While trying to look up more information on algorithmic filtering, I chanced upon the Wikipedia article for the term “filter bubble”- this refers to the process by which an algorithm “selectively guesses what information a user would like to see based on information about the user”…thus “effectively isolating them in their own cultural or ideological bubbles”.
Based on my experience in my entrepreneurship fraternity, these filters and algorithms are part of a larger discipline called machine learning. This is a “scientific discipline that explores the construction and study of algorithms that can learn from data”. Because these algorithms operate by building a “model from example inputs and using that to make predictions or decisions”, the system attempts to learn to make human choices using precedent. This in itself is not flawed- but the way we make choices often are. We rely on our cultural background and circumstances to make choices, and these choices are often biased- the very same way that these programs are accused of unfairly functioning. But if the goal of technology is to imitate that human decision making process (however flawed), then we are in no position to say it has not achieved its aim.

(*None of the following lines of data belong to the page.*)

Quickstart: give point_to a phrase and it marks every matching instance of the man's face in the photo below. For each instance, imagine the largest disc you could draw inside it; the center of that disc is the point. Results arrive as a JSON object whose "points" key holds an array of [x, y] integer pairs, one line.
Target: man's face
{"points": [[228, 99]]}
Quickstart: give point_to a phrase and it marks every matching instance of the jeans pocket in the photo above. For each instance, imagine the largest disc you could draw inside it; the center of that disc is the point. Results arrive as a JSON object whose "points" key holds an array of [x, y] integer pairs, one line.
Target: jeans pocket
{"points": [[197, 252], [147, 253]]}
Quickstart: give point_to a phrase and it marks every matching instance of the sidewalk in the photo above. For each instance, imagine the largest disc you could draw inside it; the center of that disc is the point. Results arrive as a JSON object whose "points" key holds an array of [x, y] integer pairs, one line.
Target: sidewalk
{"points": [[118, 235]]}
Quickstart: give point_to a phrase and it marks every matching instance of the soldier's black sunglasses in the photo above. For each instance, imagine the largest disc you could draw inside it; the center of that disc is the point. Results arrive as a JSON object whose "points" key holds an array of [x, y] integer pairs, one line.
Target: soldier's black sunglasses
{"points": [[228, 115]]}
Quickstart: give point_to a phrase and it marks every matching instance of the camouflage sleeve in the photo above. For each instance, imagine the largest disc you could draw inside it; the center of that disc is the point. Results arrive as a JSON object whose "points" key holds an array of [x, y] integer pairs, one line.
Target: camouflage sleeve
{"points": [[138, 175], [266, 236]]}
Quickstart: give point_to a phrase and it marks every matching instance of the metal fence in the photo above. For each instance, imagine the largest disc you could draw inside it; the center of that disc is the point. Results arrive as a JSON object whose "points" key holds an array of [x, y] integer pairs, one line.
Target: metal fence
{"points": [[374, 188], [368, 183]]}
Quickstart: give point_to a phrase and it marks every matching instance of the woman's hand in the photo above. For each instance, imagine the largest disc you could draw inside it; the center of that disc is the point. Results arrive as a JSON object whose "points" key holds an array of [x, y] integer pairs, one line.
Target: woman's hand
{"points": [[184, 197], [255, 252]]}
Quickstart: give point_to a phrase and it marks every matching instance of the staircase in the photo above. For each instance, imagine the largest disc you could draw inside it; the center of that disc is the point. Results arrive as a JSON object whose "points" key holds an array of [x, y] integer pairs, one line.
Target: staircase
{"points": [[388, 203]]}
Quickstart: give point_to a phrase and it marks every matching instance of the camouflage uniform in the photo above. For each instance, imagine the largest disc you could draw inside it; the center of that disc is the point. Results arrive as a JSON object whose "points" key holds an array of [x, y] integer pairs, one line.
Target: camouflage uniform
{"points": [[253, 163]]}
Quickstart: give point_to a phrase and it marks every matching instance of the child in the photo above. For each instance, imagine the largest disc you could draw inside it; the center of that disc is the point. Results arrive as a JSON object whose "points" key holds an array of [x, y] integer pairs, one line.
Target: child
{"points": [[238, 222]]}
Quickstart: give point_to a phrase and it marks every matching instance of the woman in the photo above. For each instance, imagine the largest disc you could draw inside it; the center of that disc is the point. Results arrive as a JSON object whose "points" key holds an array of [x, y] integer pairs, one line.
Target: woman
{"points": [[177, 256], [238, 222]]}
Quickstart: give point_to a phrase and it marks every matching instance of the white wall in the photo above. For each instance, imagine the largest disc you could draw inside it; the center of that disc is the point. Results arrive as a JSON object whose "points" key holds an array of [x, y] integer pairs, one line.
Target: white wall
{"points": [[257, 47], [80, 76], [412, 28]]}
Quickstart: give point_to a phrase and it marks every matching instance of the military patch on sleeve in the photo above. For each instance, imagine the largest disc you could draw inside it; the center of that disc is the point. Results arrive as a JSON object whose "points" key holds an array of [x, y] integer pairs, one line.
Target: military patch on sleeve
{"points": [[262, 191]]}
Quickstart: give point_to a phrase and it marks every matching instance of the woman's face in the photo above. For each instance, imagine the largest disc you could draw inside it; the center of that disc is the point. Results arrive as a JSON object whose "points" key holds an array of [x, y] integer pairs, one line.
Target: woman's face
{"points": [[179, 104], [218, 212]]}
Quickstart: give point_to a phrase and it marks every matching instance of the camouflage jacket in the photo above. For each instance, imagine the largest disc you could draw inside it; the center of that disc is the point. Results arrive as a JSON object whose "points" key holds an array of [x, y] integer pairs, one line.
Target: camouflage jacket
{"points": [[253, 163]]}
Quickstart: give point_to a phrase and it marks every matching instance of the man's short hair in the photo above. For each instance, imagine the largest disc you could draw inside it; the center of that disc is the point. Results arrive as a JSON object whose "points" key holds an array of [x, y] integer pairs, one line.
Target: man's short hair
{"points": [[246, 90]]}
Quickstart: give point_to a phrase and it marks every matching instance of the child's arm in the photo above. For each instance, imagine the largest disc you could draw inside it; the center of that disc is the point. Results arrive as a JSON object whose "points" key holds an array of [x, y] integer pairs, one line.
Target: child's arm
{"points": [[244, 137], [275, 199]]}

However, this does warrant a more concerning inquiry regarding the way we make choices. There seems to be a tension between equating the advancement of technology to human simulation on the one hand, and the advancement of technology to promote ideals of democracy and a globalized interconnected world of information on the other. Because people are not automatically conditioned to be impartial and all-accommodating, machine learning’s pursuit to capture the complexities of human thought will necessarily fail at upholding complete neutrality.
However, the difference in the way various social media platforms choose to formulate their algorithms shows promise for the field. Examining the difference in Facebook and Twitter feeds in the Ferguson article, it is apparent that the philosophies of each platform weigh heavily on how and how effectively information is filtered. In the case of Facebook, its way of simulating relationships and building networks is based off of a person’s life and profile. Like a customizable AI device in the movie Her, we very much customize Facebook to suit our personality. In contrast, while Twitter is very focused on what accounts you follow and the type of news you are interested in, it also keeps the big picture by alerting users to trending topics. It seems more of a conversation starter than it is a platform for you to gather information about another acquaintance’s life. Because of the etiquette and practices of each platform, we have also come to expect certain things out of each platform. We are more likely to get information about a party on Facebook, and real time updates on news issues on Twitter. These differences, and our knowledge of these differences, hopefully make us more discerning and savvy users- at least until developers figure things out on their end.
That said, at this point, I don’t think we can quite reach the assertion that net neutrality and algorithmic filtering are human rights issues. It is, however, something worth considering if/ when we are able to reconcile machine learning’s trend toward human simulation, and broader expectations that information on the web be credible and fairly filtered.